A smaller proportion (just under 69%) of exporters indicated they intend to hedge their FX exposures (relative to 82% of importers), but those exporters that did expected to hedge a larger proportion of their exposures (89%), relative to the proportion of FX exposures expected to be hedged by importers (73%).

This pattern is in line with that found in the latest Australian Dollar Barometer, with a lower proportion of Australian exporters planning to hedge their FX exposures (57.7% of exporters and 81.9% of importers) but those that do on average planning to hedge a greater proportion of their FX exposures (85.2% for hedging exporters and 76.4% for hedging importers). However, NZ businesses appear to hedge to a greater extent.

The NZ Dollar Barometer also finds the larger the business, the greater the average proportion of FX exposure that is hedged. This may reflect the fact larger businesses tend to have more formal hedging policies in place which set the proportion of FX exposure required to be hedged.

Key “take-outs” from the ASB Institutional Kiwi Dollar Barometer

The Kiwi Dollar Barometer indicates businesses see China and the US as the regions that will have the most influence on the NZD/USD over the coming year.
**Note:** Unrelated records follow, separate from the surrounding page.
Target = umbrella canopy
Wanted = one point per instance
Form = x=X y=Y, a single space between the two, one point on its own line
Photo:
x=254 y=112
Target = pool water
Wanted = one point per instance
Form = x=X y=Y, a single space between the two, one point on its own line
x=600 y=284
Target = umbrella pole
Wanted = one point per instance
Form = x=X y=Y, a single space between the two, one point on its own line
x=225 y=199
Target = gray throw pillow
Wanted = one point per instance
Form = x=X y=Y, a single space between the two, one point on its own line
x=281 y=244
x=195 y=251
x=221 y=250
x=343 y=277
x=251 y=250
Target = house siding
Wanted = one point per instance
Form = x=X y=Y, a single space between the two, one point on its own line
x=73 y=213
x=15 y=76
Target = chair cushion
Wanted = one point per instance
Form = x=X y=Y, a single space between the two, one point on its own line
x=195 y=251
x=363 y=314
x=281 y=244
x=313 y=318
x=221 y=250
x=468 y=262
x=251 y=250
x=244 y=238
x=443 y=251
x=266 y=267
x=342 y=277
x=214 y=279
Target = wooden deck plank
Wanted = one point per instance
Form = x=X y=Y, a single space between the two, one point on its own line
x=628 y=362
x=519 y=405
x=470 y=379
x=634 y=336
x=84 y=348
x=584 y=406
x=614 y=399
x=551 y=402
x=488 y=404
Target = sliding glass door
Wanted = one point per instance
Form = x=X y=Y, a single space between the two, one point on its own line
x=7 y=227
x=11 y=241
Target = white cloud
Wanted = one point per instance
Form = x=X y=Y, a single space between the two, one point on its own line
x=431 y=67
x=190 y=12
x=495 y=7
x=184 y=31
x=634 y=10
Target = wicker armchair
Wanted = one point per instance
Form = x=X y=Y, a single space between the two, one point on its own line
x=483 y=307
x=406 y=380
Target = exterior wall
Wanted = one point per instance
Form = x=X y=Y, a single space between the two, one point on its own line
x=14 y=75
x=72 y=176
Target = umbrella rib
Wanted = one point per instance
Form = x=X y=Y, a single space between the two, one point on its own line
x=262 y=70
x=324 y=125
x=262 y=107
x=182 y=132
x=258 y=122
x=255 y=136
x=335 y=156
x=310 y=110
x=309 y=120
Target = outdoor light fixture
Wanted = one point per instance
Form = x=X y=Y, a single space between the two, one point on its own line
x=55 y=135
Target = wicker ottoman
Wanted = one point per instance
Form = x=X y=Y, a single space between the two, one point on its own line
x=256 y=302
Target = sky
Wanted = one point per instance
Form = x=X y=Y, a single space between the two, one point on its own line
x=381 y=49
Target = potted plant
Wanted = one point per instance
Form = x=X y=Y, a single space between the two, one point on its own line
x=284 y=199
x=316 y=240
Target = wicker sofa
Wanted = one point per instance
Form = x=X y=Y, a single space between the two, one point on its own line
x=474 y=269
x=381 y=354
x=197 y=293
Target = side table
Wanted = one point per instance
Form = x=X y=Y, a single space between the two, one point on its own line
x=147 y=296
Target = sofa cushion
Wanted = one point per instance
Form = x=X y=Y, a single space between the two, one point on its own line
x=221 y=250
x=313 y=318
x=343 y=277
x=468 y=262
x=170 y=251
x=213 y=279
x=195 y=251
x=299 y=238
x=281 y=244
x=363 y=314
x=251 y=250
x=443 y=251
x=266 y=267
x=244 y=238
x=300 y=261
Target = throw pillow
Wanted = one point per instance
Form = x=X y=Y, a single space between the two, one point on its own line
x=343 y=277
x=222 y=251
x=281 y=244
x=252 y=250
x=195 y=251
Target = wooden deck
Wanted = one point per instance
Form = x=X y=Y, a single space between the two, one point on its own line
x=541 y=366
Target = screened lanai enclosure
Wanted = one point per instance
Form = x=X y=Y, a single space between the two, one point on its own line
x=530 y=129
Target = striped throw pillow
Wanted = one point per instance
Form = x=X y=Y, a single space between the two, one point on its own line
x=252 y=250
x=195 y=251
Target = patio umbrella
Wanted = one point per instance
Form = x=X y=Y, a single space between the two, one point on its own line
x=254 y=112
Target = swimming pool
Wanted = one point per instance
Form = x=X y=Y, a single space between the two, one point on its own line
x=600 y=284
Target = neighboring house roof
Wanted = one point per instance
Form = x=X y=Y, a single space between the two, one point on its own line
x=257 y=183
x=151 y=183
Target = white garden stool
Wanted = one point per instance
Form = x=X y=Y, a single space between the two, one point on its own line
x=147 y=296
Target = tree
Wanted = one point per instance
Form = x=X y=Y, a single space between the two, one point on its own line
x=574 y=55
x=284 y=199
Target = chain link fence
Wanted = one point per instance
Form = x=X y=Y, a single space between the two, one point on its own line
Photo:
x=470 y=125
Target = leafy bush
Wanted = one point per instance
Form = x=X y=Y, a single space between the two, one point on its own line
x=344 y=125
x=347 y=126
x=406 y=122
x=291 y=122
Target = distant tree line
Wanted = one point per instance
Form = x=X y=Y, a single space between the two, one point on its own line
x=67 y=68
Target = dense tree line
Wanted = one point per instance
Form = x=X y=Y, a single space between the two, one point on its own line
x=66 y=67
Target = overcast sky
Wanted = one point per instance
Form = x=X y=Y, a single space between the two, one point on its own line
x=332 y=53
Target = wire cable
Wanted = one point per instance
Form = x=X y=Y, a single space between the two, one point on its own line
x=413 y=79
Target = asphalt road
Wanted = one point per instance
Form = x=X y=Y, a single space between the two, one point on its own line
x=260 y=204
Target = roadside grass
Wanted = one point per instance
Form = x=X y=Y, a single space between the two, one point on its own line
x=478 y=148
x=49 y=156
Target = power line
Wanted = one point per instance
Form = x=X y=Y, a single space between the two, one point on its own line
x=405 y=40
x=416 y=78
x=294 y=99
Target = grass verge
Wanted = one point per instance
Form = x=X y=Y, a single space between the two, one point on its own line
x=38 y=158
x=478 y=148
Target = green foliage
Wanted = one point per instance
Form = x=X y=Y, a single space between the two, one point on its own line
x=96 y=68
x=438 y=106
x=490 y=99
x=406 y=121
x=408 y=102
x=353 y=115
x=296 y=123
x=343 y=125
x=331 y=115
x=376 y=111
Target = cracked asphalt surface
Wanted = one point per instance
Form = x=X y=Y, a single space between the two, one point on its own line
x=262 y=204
Exporters were more likely to name China as the region with the most influence on the NZD, while importers were more likely to name the US as key.

Meanwhile, interest rate differentials and safe-haven investment flows were seen as the key drivers of the current strength in the NZD/USD. Market participants tend to focus on interest rate differentials in times of low market volatility, and NZ’s relatively high interest rates have supported demand for the NZD in recent years. The substantial proportion of respondents picking safe-haven investment flows as the biggest influence on the NZD is more surprising, given the USD and JPY are typically seen as the safe-haven currencies. These results suggest businesses regard NZ as a good place to invest in given the stability of the NZ economy relative to many of the major economies recently. Despite a lot of debate recently about the influence of quantitative easing on the NZD, few respondents saw it as the key factor behind the NZD’s strength.

Of the businesses surveyed, the majority of FX transactions were done through FX forwards. This was particularly the case amongst large companies, with just over 81% of their FX transactions allocated to FX forwards. The use of FX forwards was less prevalent amongst small businesses, with just under half of their FX transactions done through spot FX. This suggests scope for smaller-sized businesses to make more use of FX forwards and options to manage their foreign exchange risks.